The Department for Education has pledged £50million to create more spaces in selective state schools.
This could see England’s 163 grammar schools given around £300,000 each in a move ministers say ‘will offer more choice’ for parents.
Weald of Kent Grammar School in Tonbridge opened an annexe in Sevenoaks last year and its Headteacher, Maureen Johnson, commented on last week’s announcement.
She said: “I am pleased to hear the Government is still committed to increasing parental choice through offering grammar schools the chance to expand.
“Governors at the school are absolutely behind the need for grammar schools to encourage students from all backgrounds to see a grammar school education as a real option.”

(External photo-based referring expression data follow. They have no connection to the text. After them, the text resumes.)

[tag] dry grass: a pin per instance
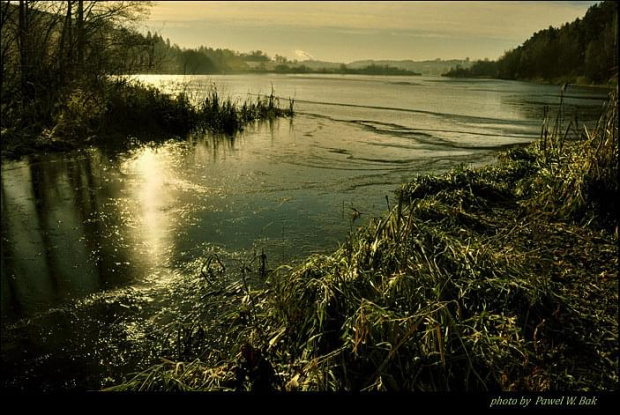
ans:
(501, 278)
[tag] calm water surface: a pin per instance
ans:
(101, 246)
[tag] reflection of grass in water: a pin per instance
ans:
(501, 278)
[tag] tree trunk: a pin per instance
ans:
(22, 43)
(80, 35)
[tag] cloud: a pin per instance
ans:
(303, 55)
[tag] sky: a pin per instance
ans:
(355, 30)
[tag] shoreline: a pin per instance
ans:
(477, 280)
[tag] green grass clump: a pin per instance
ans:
(478, 280)
(110, 111)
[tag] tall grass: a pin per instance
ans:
(476, 280)
(115, 109)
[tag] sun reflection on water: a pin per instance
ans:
(152, 193)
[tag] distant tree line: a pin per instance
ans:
(582, 51)
(171, 59)
(344, 70)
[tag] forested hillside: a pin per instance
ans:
(583, 51)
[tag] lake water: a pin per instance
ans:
(100, 247)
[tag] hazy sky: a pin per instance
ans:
(348, 31)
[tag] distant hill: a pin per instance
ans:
(427, 67)
(584, 51)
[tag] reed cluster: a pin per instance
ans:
(499, 278)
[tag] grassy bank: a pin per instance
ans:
(113, 110)
(499, 278)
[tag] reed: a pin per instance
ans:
(477, 280)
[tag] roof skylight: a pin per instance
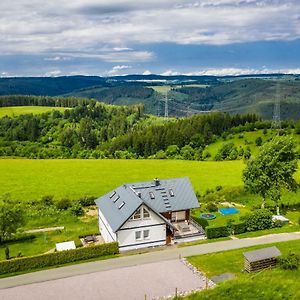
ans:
(151, 194)
(121, 205)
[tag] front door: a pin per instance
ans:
(169, 235)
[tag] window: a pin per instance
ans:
(118, 197)
(171, 192)
(137, 215)
(151, 194)
(138, 235)
(146, 213)
(146, 234)
(112, 194)
(121, 205)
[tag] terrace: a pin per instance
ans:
(188, 231)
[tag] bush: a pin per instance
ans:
(211, 207)
(57, 258)
(63, 204)
(202, 222)
(239, 228)
(77, 210)
(289, 262)
(87, 201)
(47, 200)
(258, 220)
(215, 232)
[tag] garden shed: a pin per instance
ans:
(261, 259)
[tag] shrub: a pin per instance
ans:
(77, 210)
(258, 220)
(215, 232)
(289, 262)
(63, 204)
(202, 222)
(219, 188)
(258, 141)
(57, 258)
(47, 200)
(87, 201)
(239, 228)
(211, 207)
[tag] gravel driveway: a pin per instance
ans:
(153, 279)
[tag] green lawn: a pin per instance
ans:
(243, 140)
(74, 227)
(271, 284)
(31, 179)
(22, 110)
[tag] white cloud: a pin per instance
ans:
(69, 26)
(170, 73)
(53, 73)
(117, 69)
(146, 72)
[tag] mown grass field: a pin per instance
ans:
(22, 110)
(26, 179)
(270, 284)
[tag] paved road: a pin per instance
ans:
(151, 257)
(159, 279)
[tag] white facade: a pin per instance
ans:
(106, 232)
(147, 231)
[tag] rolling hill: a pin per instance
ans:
(187, 94)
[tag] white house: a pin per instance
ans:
(148, 214)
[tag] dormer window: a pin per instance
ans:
(171, 192)
(146, 213)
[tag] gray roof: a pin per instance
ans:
(110, 209)
(169, 195)
(262, 254)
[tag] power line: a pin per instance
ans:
(166, 106)
(276, 122)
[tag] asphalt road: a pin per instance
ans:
(141, 259)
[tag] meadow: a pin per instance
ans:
(26, 179)
(13, 111)
(269, 284)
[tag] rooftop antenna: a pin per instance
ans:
(166, 106)
(276, 122)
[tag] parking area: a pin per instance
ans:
(148, 281)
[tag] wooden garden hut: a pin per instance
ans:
(261, 259)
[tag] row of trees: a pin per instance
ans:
(272, 170)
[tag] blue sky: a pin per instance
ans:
(116, 37)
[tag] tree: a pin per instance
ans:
(11, 218)
(272, 170)
(6, 251)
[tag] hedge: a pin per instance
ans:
(57, 258)
(239, 228)
(213, 232)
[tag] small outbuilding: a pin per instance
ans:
(65, 246)
(261, 259)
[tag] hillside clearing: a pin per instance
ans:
(23, 110)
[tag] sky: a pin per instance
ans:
(170, 37)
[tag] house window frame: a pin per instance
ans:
(147, 212)
(140, 237)
(148, 236)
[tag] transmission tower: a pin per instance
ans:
(166, 106)
(276, 123)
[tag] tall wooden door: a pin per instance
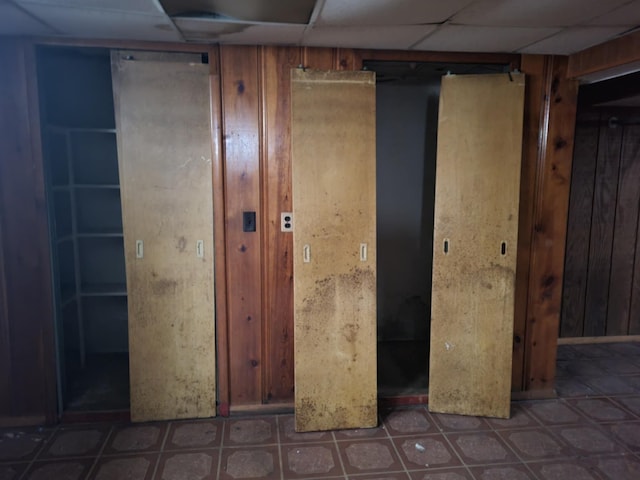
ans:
(334, 247)
(475, 242)
(162, 104)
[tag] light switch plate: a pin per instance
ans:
(286, 222)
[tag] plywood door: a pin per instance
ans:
(334, 210)
(164, 149)
(475, 240)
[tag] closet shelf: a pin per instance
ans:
(104, 290)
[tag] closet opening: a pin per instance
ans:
(407, 102)
(85, 228)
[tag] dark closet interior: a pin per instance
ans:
(407, 102)
(85, 222)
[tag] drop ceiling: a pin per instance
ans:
(528, 26)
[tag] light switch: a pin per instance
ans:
(286, 222)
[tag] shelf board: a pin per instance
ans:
(104, 290)
(58, 128)
(97, 186)
(100, 234)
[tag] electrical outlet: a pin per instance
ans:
(286, 222)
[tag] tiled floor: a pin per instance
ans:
(591, 432)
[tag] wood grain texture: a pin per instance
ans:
(602, 223)
(219, 235)
(625, 241)
(532, 66)
(277, 63)
(241, 124)
(579, 227)
(476, 210)
(616, 53)
(334, 207)
(26, 316)
(164, 153)
(551, 199)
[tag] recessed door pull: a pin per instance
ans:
(363, 252)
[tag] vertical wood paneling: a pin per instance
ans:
(550, 214)
(241, 134)
(277, 63)
(219, 229)
(26, 324)
(579, 227)
(533, 67)
(625, 233)
(602, 222)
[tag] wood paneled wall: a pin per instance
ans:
(602, 281)
(251, 135)
(27, 365)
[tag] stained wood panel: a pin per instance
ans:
(27, 361)
(334, 207)
(548, 236)
(602, 223)
(164, 153)
(625, 239)
(242, 163)
(605, 258)
(278, 246)
(579, 227)
(475, 238)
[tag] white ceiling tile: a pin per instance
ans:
(538, 13)
(195, 29)
(388, 12)
(103, 24)
(366, 37)
(457, 38)
(573, 40)
(628, 14)
(14, 21)
(134, 6)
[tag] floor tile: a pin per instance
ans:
(311, 461)
(565, 470)
(519, 419)
(408, 422)
(573, 387)
(535, 444)
(623, 467)
(12, 471)
(502, 472)
(191, 465)
(588, 440)
(481, 448)
(599, 409)
(22, 444)
(442, 474)
(194, 434)
(459, 423)
(76, 442)
(628, 433)
(630, 403)
(73, 469)
(261, 462)
(136, 438)
(251, 431)
(130, 467)
(368, 456)
(426, 451)
(554, 412)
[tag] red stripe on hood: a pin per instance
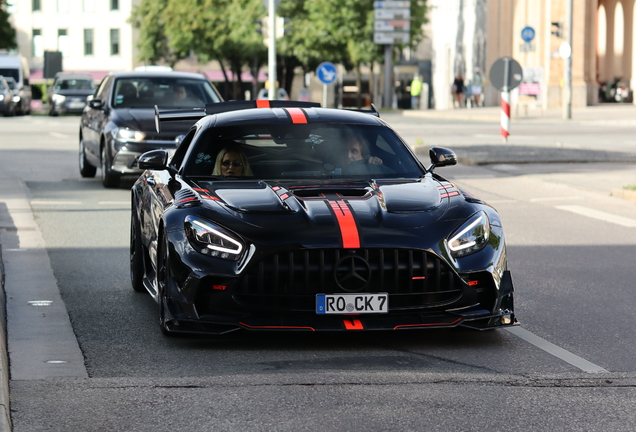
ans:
(347, 224)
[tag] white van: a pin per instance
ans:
(16, 66)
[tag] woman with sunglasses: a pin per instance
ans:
(231, 161)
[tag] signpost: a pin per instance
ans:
(505, 75)
(391, 26)
(327, 74)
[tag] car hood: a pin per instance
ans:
(328, 215)
(74, 92)
(143, 119)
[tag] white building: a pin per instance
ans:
(94, 36)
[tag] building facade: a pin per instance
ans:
(94, 36)
(469, 34)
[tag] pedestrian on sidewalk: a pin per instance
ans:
(458, 91)
(416, 91)
(476, 87)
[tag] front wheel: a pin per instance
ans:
(86, 169)
(110, 179)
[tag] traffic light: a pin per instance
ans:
(557, 29)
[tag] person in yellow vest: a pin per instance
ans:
(416, 91)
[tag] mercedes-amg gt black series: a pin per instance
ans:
(281, 215)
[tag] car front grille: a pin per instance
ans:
(289, 281)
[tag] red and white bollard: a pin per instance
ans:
(505, 115)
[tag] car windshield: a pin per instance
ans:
(146, 92)
(75, 84)
(301, 151)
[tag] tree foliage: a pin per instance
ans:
(7, 32)
(340, 31)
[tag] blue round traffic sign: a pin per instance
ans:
(326, 72)
(527, 34)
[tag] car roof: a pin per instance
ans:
(280, 116)
(156, 74)
(74, 76)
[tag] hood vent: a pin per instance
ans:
(186, 198)
(323, 193)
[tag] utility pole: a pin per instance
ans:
(271, 64)
(567, 103)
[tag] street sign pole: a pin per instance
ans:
(505, 102)
(388, 76)
(271, 63)
(567, 105)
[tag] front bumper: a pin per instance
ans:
(215, 299)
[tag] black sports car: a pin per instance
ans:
(277, 215)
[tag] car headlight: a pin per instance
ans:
(211, 240)
(128, 135)
(471, 237)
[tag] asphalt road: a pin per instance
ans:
(570, 366)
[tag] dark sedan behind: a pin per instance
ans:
(118, 124)
(69, 92)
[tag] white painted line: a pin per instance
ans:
(113, 202)
(554, 199)
(556, 351)
(43, 202)
(597, 214)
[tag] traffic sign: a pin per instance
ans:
(390, 38)
(392, 14)
(499, 69)
(326, 72)
(527, 34)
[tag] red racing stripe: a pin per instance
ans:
(347, 224)
(297, 115)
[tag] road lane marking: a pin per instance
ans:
(597, 214)
(554, 199)
(556, 351)
(44, 202)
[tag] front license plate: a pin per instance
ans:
(352, 303)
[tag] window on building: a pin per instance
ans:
(38, 43)
(114, 41)
(62, 42)
(88, 41)
(89, 6)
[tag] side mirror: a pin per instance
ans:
(441, 156)
(154, 159)
(96, 104)
(178, 140)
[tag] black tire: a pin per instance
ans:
(110, 179)
(136, 258)
(86, 169)
(163, 277)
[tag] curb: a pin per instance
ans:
(5, 415)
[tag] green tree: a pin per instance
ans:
(340, 31)
(7, 32)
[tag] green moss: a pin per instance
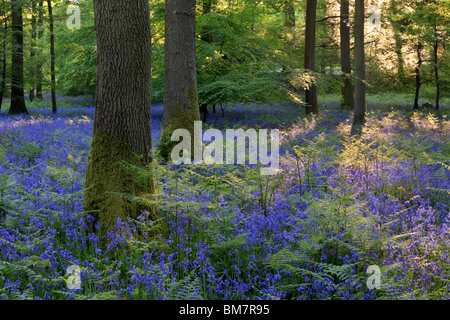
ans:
(107, 178)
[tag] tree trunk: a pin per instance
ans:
(398, 42)
(32, 49)
(122, 123)
(17, 92)
(418, 77)
(289, 14)
(347, 101)
(181, 107)
(289, 21)
(436, 74)
(39, 75)
(3, 86)
(310, 53)
(360, 67)
(52, 57)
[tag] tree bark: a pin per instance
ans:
(39, 75)
(418, 76)
(181, 107)
(3, 85)
(347, 101)
(32, 50)
(289, 21)
(122, 123)
(398, 42)
(310, 53)
(52, 57)
(17, 92)
(289, 14)
(360, 67)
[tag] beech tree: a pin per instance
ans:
(310, 53)
(17, 91)
(347, 101)
(52, 56)
(122, 123)
(180, 72)
(360, 67)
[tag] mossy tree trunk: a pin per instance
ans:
(122, 124)
(310, 54)
(347, 101)
(17, 92)
(418, 75)
(360, 67)
(180, 72)
(39, 75)
(32, 49)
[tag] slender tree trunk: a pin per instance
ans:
(207, 6)
(39, 75)
(17, 92)
(398, 42)
(347, 101)
(360, 67)
(289, 14)
(436, 74)
(52, 57)
(310, 53)
(289, 21)
(32, 49)
(122, 123)
(180, 72)
(418, 76)
(3, 86)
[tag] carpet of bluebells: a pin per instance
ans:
(338, 204)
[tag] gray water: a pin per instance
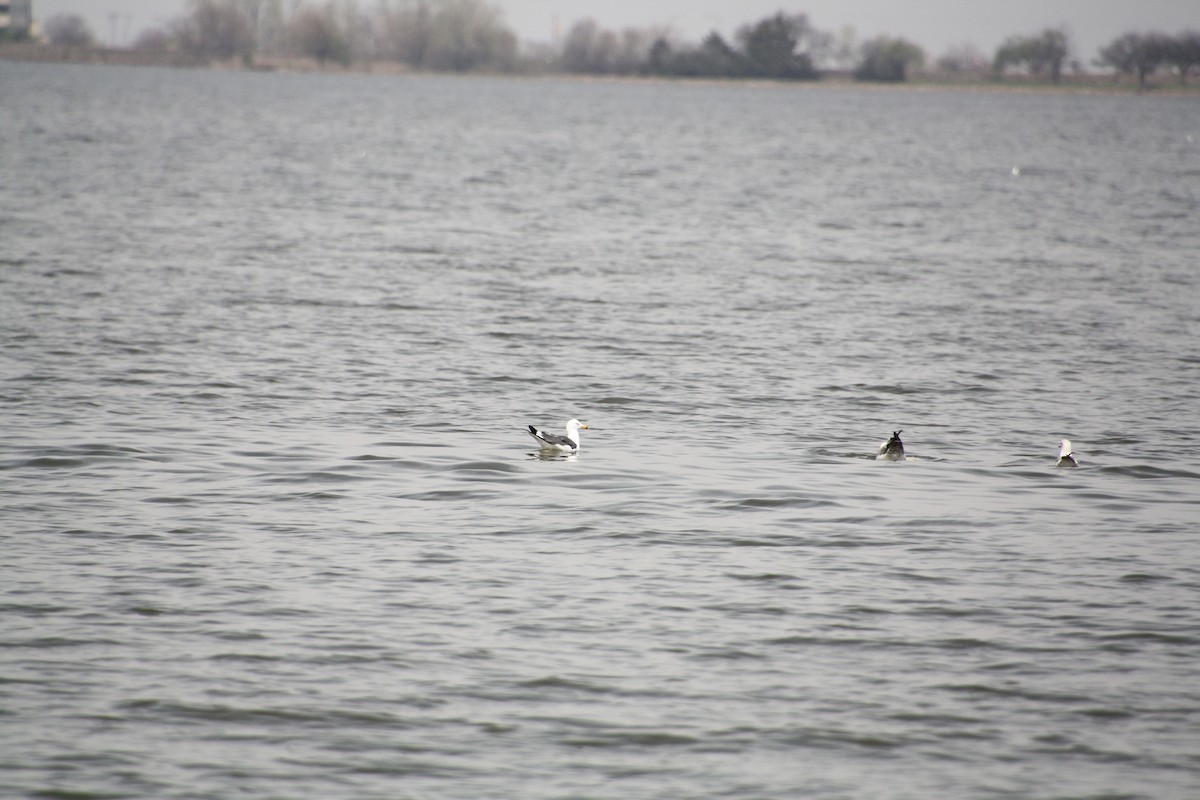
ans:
(273, 528)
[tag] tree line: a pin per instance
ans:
(471, 35)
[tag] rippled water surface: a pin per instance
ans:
(273, 528)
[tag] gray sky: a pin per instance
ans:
(934, 24)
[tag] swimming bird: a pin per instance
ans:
(570, 443)
(892, 449)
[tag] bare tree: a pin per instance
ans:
(1182, 52)
(888, 59)
(771, 46)
(1038, 54)
(216, 29)
(1137, 54)
(317, 35)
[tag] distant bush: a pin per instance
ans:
(215, 29)
(1043, 54)
(1143, 54)
(888, 59)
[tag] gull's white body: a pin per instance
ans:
(892, 449)
(556, 443)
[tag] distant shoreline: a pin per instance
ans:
(1083, 83)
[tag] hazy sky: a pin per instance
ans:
(934, 24)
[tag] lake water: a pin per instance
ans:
(271, 525)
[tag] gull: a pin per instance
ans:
(1066, 457)
(892, 449)
(552, 441)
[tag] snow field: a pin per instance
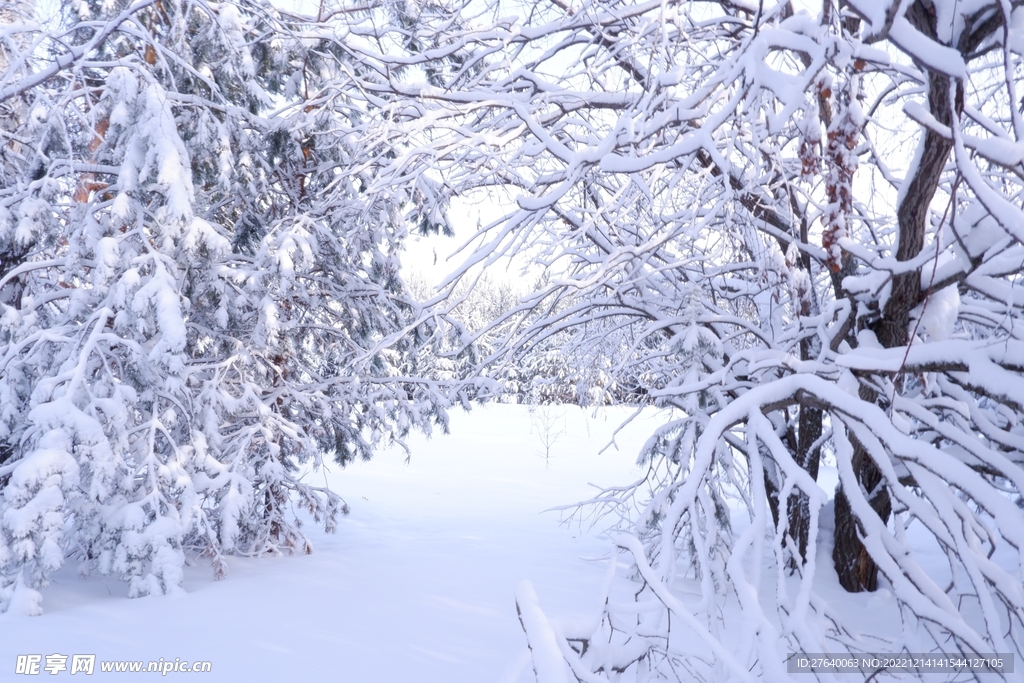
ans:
(418, 585)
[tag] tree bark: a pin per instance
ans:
(857, 570)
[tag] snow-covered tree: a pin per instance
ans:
(808, 225)
(200, 294)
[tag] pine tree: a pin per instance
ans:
(201, 298)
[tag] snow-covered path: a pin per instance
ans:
(417, 585)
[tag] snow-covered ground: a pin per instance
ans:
(418, 584)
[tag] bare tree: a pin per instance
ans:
(808, 228)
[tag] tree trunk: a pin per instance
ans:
(857, 570)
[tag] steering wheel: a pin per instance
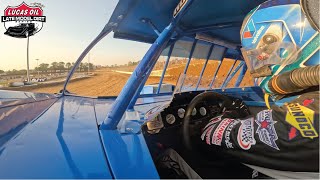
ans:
(205, 96)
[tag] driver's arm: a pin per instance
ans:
(282, 138)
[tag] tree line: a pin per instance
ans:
(53, 67)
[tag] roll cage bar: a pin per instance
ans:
(132, 89)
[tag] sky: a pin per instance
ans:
(71, 25)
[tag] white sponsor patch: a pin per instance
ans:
(228, 132)
(258, 34)
(218, 133)
(245, 134)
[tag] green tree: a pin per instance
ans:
(61, 66)
(43, 67)
(68, 65)
(54, 66)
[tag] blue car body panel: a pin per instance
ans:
(63, 142)
(60, 137)
(128, 155)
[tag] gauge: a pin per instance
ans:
(203, 111)
(181, 112)
(170, 118)
(194, 112)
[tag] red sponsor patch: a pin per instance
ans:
(245, 136)
(218, 133)
(307, 102)
(293, 133)
(247, 34)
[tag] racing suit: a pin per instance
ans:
(284, 138)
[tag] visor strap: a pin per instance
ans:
(276, 87)
(266, 100)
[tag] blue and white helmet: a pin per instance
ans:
(280, 35)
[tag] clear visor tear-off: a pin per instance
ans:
(271, 54)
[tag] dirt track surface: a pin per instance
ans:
(106, 82)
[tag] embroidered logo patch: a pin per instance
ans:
(266, 131)
(307, 102)
(245, 134)
(227, 134)
(301, 118)
(218, 133)
(250, 30)
(292, 133)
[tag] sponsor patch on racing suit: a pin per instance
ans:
(282, 138)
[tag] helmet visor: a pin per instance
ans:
(269, 54)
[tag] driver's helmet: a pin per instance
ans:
(279, 36)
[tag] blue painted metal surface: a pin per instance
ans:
(189, 60)
(233, 73)
(62, 143)
(204, 66)
(160, 12)
(218, 68)
(123, 100)
(105, 31)
(128, 155)
(165, 68)
(228, 74)
(241, 75)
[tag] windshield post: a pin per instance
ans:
(106, 30)
(204, 66)
(148, 61)
(233, 73)
(241, 75)
(215, 74)
(228, 74)
(189, 60)
(137, 94)
(165, 68)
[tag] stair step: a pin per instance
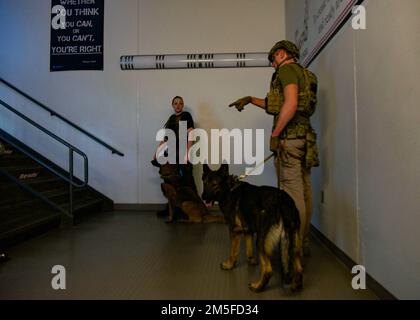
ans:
(21, 229)
(15, 159)
(59, 196)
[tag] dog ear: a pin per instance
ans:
(224, 169)
(206, 168)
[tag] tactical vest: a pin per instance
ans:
(306, 99)
(299, 126)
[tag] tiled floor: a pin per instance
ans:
(134, 255)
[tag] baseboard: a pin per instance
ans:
(139, 206)
(371, 283)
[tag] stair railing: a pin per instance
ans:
(55, 114)
(72, 149)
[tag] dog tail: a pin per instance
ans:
(288, 252)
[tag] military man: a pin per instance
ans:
(291, 100)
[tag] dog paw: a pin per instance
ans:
(227, 265)
(255, 287)
(297, 283)
(252, 261)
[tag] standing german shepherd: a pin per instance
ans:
(267, 211)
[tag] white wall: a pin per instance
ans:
(368, 123)
(126, 108)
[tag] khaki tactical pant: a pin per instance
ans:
(294, 178)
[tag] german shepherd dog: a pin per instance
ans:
(183, 196)
(268, 212)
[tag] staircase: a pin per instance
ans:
(35, 206)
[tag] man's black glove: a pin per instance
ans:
(241, 103)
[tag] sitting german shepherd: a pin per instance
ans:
(267, 211)
(185, 197)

For grammars to take on more pupils they will have to submit plans setting out how they will boost the numbers of disadvantaged pupils they admit.
Critics have argued that selective education hinders social mobility and does not benefit the education of pupils.
Mrs Johnson added that the announcement comes in midst of a ‘prolonged period of underfunding’.
“The announcement fails to address the immediate and pressing issues that all schools, primary, secondary and special face which is to manage inadequate budgets whilst still trying to deliver the best education possible.”
The announcement follows news that Kent County Council is looking to create openings at five schools to meet a capacity need, with hundreds of homes set to be built in West Kent in the next 15 years.
County Hall reported in December last year that more than £25million had been set aside for this.
Edward Wesson, Headmaster of The Skinners’ School in Tunbridge Wells, said: “It is a bit odd hearing this announcement in the context of basic needs expansion of places in West Kent.
“Over recent years, that has included grammar school expansion.
“As a result I think this £50million pot is irrelevant to Kent, so, as much as I would like to attract more money, I doubt it will mean much to us as a school.
“However we have opened up our admissions to pupils on Free School Meals by prioritising their admission to the school and will continue to do so and to work with other schools locally as well.”